FSO-Polonez Tuning Klub
GŁÓWNE KATEGORIE FORUM => TECHNIKA => Układ Hamulcowy => Wątek zaczęty przez: patrick w Marzec 06, 2012, 17:11:30 pm
-
Przygoda zaczęła sie od tego z hamował coraz słabiej az wkoncu trzeba było pompowac zeby był pedał i wtedy w miare hamował. Odpowietrzyłem cały układ zaczynajac od koła ktorej jest najdalej od pompy, po odpowietrzeniu hamulców juz nie było.

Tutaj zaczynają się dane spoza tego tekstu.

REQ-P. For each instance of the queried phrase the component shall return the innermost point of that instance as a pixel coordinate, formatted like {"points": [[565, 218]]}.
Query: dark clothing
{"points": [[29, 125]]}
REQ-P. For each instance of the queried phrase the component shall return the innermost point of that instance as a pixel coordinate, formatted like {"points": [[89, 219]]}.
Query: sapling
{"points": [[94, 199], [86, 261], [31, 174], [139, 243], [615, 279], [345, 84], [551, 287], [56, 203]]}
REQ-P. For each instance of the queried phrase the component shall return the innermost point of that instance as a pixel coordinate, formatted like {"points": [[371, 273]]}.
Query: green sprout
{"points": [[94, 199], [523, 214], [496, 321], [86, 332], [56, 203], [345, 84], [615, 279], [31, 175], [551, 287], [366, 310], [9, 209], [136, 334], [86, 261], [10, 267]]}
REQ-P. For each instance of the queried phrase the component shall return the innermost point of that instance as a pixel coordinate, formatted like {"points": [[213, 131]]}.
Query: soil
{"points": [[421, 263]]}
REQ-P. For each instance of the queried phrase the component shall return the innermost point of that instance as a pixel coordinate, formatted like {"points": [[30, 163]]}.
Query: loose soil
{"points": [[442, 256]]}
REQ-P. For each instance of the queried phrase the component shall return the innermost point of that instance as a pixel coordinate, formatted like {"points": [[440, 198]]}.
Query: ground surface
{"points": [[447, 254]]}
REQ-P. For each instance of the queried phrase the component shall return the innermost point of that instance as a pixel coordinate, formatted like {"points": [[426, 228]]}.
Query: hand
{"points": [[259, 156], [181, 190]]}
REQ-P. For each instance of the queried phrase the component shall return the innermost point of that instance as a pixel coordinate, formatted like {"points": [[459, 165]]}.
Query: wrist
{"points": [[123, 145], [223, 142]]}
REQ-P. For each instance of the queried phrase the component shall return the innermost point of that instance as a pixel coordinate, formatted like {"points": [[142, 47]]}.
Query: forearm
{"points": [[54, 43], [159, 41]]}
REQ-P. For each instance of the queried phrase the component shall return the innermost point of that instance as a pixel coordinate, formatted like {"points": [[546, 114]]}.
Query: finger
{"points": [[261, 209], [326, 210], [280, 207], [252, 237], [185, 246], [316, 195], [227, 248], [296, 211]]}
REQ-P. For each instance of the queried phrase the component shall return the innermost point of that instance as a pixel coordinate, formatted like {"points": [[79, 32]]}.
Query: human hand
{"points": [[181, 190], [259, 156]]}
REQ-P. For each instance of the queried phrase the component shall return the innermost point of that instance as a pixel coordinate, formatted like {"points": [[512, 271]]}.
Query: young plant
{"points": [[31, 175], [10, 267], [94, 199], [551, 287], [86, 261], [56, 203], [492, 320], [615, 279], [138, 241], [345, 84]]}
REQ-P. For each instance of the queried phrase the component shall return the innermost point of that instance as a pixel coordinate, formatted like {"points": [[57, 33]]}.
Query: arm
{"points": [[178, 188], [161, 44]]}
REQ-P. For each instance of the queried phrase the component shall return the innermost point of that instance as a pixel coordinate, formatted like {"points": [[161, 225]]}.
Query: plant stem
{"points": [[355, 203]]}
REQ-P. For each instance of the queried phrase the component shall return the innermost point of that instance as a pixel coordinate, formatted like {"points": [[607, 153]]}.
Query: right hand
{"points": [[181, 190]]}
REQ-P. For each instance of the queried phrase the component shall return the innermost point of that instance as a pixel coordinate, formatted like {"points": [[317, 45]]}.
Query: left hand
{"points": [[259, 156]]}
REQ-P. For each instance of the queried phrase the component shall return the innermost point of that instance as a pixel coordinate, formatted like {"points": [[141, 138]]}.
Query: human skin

Wymieniłem pompe hamulcowe, odpowietrzyłem układ i dalej zero hamulca, wiec załozyłem dla pewnosci jeszcze inne pompe hamulcowe odpowietrzyłem pompe i hamulca dalej brak, wymieniłem serwo hamulca dalej brak. Wkoncu wpadłem na pomysł zeby odkrecic cos takiego co jest koło pompy (chyba korektor siły hamowania) i z niego zaczeło syczec powietrze, pedał jest w miare tak jak i hamuje w miare ale pod wiekszym naciskiem pedał wpada w podłoge. Klocki i tarcze hamulcowe sa dobre, ma ktoś z was jakis pomysł co mu dolega? Dodam ze pompy jak i serwo brałem uzywane ale watpie zeby dwie były złe pompy i serwo, chociaz serwo wspomaga hamulce wiec nic to nie ma do tego. Pomózcie bo juz mnie szlak trafia <uoee>
-
A cylinderek żaden nie puszcza? Jeśli cylinderki są 100% dobre to wina leży w kolektorze siły hamowania, nie trzyma ciśnienia.
-
Cylinderki dobre w 100% nic nie cieknie, to w takim razie wymieniam korektor siły hamowania:)
-
korektor siły hamowania wymieniony, hamulce są <lol> dzięki Rsilak :]
-
Podłącze się, jest taki problem z Caro 96 na Lucasach:
Dojeżdżam np do świateł, hamuję, początkowo pedał hamulca stawia opór, jest twardy, samochód zatrzymuje się. Jest ok ale czuje że pedał hamulca pomalutku się zapada, po chwili prawie do końca, auto dalej stoi nie stacza się. Jak cofnę nogę i "pod-pompuję" raz znowu jest twardy no ale ponownie się zapada, płynu nie ubywa...
Co może być winne?
-
możliwe że zapowietrzone, nie robiłeś remontu niedawno?
-
wymieniałem gumy na jednym cylinderku z tyłu, ale odpowietrzyłem...
-
1.kiedy ostatnio wymieniałeś płyn hamulcowy?? Może być już stary i naciągnął wody
2. czy nie słychać żadnego syczenia z okolic serwa hamulcowego lub nie falują ci obroty ?? Możesz mieć walnięte. Miałem identyczny przypadek w A4 mimo, że nie było wcześniej wymienionych syczeń itp:)
-
płyn hamulcowy dwa lata temu, czyli nie ma tragedii, syczenia nie słyszałem ale pójdę sprawdzić później... myślisz że serwo?
-
1.tak jak piszę. Miałem identyczny przypadek w audiczce. Wymiana serwa załatwiłą sprawę.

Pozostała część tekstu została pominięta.